Dejémoslo en que perdí mi hogar; y punto. Aunque con él, perdí también los sueños y la capacidad para recordarlos.
Desde que crucé el mar, algo se hizo aire: las yeguas de pelo rojo que corren por la autopista y las doncellas colgadas en perchas de ropa desaparecieron; también las orugas nacaradas y las chicas con trenzas atadas al pasamanos de una escarela. Y si alguna vez volvieron a mis sueños, perdí la capacidad de relatar su presencia. Desde entonces duermo poco, y mal.

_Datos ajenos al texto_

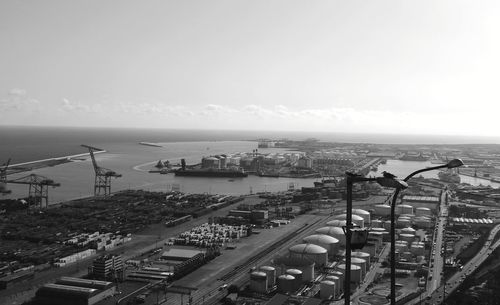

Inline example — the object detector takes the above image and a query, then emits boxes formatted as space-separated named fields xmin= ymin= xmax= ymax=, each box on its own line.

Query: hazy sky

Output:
xmin=1 ymin=1 xmax=499 ymax=136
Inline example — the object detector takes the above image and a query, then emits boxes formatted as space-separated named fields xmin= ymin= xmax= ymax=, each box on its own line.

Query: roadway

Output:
xmin=423 ymin=223 xmax=500 ymax=305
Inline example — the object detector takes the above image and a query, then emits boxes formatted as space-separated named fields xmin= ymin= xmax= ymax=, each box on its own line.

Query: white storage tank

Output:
xmin=374 ymin=204 xmax=391 ymax=216
xmin=400 ymin=233 xmax=414 ymax=243
xmin=289 ymin=244 xmax=328 ymax=266
xmin=325 ymin=275 xmax=340 ymax=297
xmin=352 ymin=251 xmax=371 ymax=268
xmin=277 ymin=274 xmax=295 ymax=294
xmin=416 ymin=207 xmax=431 ymax=217
xmin=333 ymin=214 xmax=364 ymax=227
xmin=315 ymin=226 xmax=346 ymax=246
xmin=398 ymin=204 xmax=414 ymax=215
xmin=401 ymin=251 xmax=412 ymax=260
xmin=278 ymin=257 xmax=315 ymax=282
xmin=414 ymin=217 xmax=432 ymax=229
xmin=329 ymin=270 xmax=344 ymax=291
xmin=303 ymin=234 xmax=339 ymax=257
xmin=410 ymin=244 xmax=424 ymax=256
xmin=337 ymin=264 xmax=362 ymax=285
xmin=401 ymin=227 xmax=416 ymax=236
xmin=395 ymin=241 xmax=408 ymax=252
xmin=286 ymin=268 xmax=303 ymax=290
xmin=326 ymin=219 xmax=347 ymax=227
xmin=397 ymin=217 xmax=411 ymax=228
xmin=371 ymin=219 xmax=383 ymax=228
xmin=250 ymin=271 xmax=268 ymax=293
xmin=352 ymin=209 xmax=371 ymax=226
xmin=260 ymin=266 xmax=276 ymax=288
xmin=383 ymin=220 xmax=392 ymax=230
xmin=320 ymin=280 xmax=336 ymax=300
xmin=344 ymin=257 xmax=367 ymax=277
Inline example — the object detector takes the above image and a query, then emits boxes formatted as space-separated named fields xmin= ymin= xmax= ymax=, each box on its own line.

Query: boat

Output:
xmin=438 ymin=170 xmax=461 ymax=183
xmin=175 ymin=168 xmax=248 ymax=177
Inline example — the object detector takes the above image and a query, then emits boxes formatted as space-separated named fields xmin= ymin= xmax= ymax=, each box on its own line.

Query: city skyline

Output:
xmin=1 ymin=1 xmax=499 ymax=137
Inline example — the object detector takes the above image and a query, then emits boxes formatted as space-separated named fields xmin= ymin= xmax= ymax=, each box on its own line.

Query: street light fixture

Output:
xmin=344 ymin=172 xmax=407 ymax=305
xmin=388 ymin=159 xmax=464 ymax=305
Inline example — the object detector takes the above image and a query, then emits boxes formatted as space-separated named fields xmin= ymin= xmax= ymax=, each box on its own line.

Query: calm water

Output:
xmin=369 ymin=160 xmax=500 ymax=188
xmin=1 ymin=127 xmax=499 ymax=204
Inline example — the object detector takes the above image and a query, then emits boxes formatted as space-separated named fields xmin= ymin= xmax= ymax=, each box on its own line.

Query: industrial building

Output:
xmin=35 ymin=277 xmax=115 ymax=305
xmin=91 ymin=254 xmax=123 ymax=280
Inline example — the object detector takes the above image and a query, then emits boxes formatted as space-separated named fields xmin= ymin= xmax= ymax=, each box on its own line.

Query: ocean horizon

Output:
xmin=2 ymin=125 xmax=499 ymax=164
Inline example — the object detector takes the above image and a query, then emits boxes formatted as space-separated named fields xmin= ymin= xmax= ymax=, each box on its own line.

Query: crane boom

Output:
xmin=6 ymin=174 xmax=60 ymax=208
xmin=81 ymin=144 xmax=121 ymax=196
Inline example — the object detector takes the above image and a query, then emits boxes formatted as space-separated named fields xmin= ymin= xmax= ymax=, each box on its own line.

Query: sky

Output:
xmin=1 ymin=0 xmax=499 ymax=137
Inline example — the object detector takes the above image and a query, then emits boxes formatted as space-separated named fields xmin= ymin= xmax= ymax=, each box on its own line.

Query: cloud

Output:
xmin=0 ymin=88 xmax=40 ymax=112
xmin=199 ymin=104 xmax=237 ymax=116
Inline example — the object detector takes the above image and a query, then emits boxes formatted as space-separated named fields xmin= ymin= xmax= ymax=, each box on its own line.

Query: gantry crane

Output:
xmin=0 ymin=158 xmax=12 ymax=194
xmin=81 ymin=145 xmax=122 ymax=196
xmin=6 ymin=174 xmax=60 ymax=208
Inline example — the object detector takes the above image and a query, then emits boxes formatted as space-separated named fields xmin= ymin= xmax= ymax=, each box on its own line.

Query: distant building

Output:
xmin=402 ymin=195 xmax=440 ymax=210
xmin=297 ymin=156 xmax=313 ymax=168
xmin=91 ymin=254 xmax=123 ymax=280
xmin=35 ymin=277 xmax=115 ymax=305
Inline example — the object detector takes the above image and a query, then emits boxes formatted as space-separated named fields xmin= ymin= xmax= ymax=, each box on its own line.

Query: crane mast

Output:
xmin=7 ymin=174 xmax=60 ymax=208
xmin=81 ymin=145 xmax=122 ymax=196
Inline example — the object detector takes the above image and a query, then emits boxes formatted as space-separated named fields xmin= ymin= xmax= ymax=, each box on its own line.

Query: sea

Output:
xmin=1 ymin=126 xmax=499 ymax=204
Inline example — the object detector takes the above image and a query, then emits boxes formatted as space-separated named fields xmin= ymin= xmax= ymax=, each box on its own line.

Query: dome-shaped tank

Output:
xmin=400 ymin=233 xmax=414 ymax=243
xmin=328 ymin=270 xmax=344 ymax=291
xmin=326 ymin=219 xmax=347 ymax=227
xmin=343 ymin=257 xmax=367 ymax=277
xmin=383 ymin=220 xmax=392 ymax=230
xmin=250 ymin=271 xmax=268 ymax=293
xmin=320 ymin=280 xmax=336 ymax=299
xmin=324 ymin=275 xmax=340 ymax=296
xmin=352 ymin=209 xmax=371 ymax=225
xmin=303 ymin=234 xmax=339 ymax=256
xmin=333 ymin=214 xmax=364 ymax=227
xmin=397 ymin=218 xmax=411 ymax=228
xmin=401 ymin=227 xmax=416 ymax=235
xmin=286 ymin=268 xmax=303 ymax=290
xmin=289 ymin=244 xmax=328 ymax=266
xmin=410 ymin=244 xmax=424 ymax=256
xmin=277 ymin=257 xmax=315 ymax=282
xmin=352 ymin=251 xmax=371 ymax=268
xmin=416 ymin=207 xmax=431 ymax=217
xmin=337 ymin=264 xmax=362 ymax=286
xmin=277 ymin=274 xmax=295 ymax=294
xmin=414 ymin=217 xmax=432 ymax=228
xmin=260 ymin=266 xmax=276 ymax=288
xmin=374 ymin=204 xmax=391 ymax=216
xmin=401 ymin=251 xmax=412 ymax=260
xmin=396 ymin=204 xmax=414 ymax=215
xmin=315 ymin=226 xmax=346 ymax=246
xmin=371 ymin=219 xmax=383 ymax=228
xmin=395 ymin=241 xmax=408 ymax=252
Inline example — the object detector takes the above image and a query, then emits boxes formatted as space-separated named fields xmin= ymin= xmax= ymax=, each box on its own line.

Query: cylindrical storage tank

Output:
xmin=414 ymin=217 xmax=432 ymax=229
xmin=371 ymin=219 xmax=383 ymax=228
xmin=278 ymin=257 xmax=315 ymax=282
xmin=277 ymin=274 xmax=295 ymax=294
xmin=401 ymin=227 xmax=416 ymax=236
xmin=395 ymin=241 xmax=408 ymax=252
xmin=315 ymin=226 xmax=346 ymax=246
xmin=370 ymin=227 xmax=386 ymax=233
xmin=303 ymin=234 xmax=339 ymax=257
xmin=286 ymin=268 xmax=303 ymax=290
xmin=320 ymin=281 xmax=336 ymax=300
xmin=399 ymin=204 xmax=414 ymax=215
xmin=289 ymin=244 xmax=328 ymax=266
xmin=374 ymin=204 xmax=391 ymax=216
xmin=329 ymin=270 xmax=344 ymax=292
xmin=350 ymin=257 xmax=367 ymax=278
xmin=416 ymin=207 xmax=431 ymax=217
xmin=380 ymin=231 xmax=390 ymax=242
xmin=368 ymin=231 xmax=383 ymax=245
xmin=325 ymin=275 xmax=340 ymax=297
xmin=364 ymin=243 xmax=377 ymax=256
xmin=397 ymin=217 xmax=411 ymax=228
xmin=383 ymin=220 xmax=392 ymax=230
xmin=401 ymin=251 xmax=412 ymax=260
xmin=400 ymin=233 xmax=414 ymax=243
xmin=250 ymin=271 xmax=268 ymax=293
xmin=337 ymin=264 xmax=362 ymax=286
xmin=260 ymin=266 xmax=276 ymax=288
xmin=326 ymin=219 xmax=347 ymax=227
xmin=334 ymin=214 xmax=364 ymax=228
xmin=352 ymin=251 xmax=371 ymax=268
xmin=352 ymin=209 xmax=371 ymax=226
xmin=410 ymin=244 xmax=424 ymax=256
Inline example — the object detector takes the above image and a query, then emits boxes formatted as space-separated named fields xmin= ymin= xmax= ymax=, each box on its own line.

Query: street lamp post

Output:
xmin=344 ymin=172 xmax=408 ymax=305
xmin=388 ymin=159 xmax=464 ymax=305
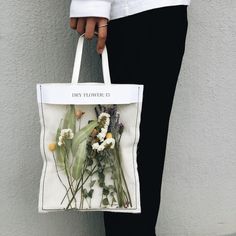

Ni el hogar ni los sueños, aunque sí los estadios, los trenes y los bares con libros marcados por servilletas. Nuevos y mejores hogares para el viajero que ahora soy. Pierdo y colecciono con la misma velocidad. En esa ruta, cada ciudad se ha convertido en abrazo, y aunque Barcelona casi me asfixia con su apretón marino, no había encontrado en ninguna el tufillo de los sueños, ese algo que no existe por más que lo parezca.
Casi ningún sitio de los que he visto desde que crucé el mar existe de esa forma combustible en la que todo se consume al tiempo que ocurre, y que, como los sueños, sólo permanece si alguien lo escribe en un papel. Supongo que los aturianos, destinatarios de esta carta, se preguntan por qué esta mujer les habla de vapores, yeguas rojas, montañas y sueños. Tienen razón.
Llegó la hora de dar un motivo.
En Asturias he vuelto al hogar que perdí al cruzar el mar. No es uno, ni el definitivo, pero sí el primero después de una larga abstinencia.Un lugar dónde pasar los días y volver a confiar en las ventanas. Porque algo en sus montañas recupera los sueños y apacigua las noches: los árboles y las carreteras que alguien cocina entre la niebla; los grillos de patas violinistas, o el río limpio, de piedras blancas, siempre a punto de mar.
Por eso, en el desaliño de las carreteras, me ha dado por silbar dulcemente, para ver si así regresan los sueños, de una buena vez y para siempre.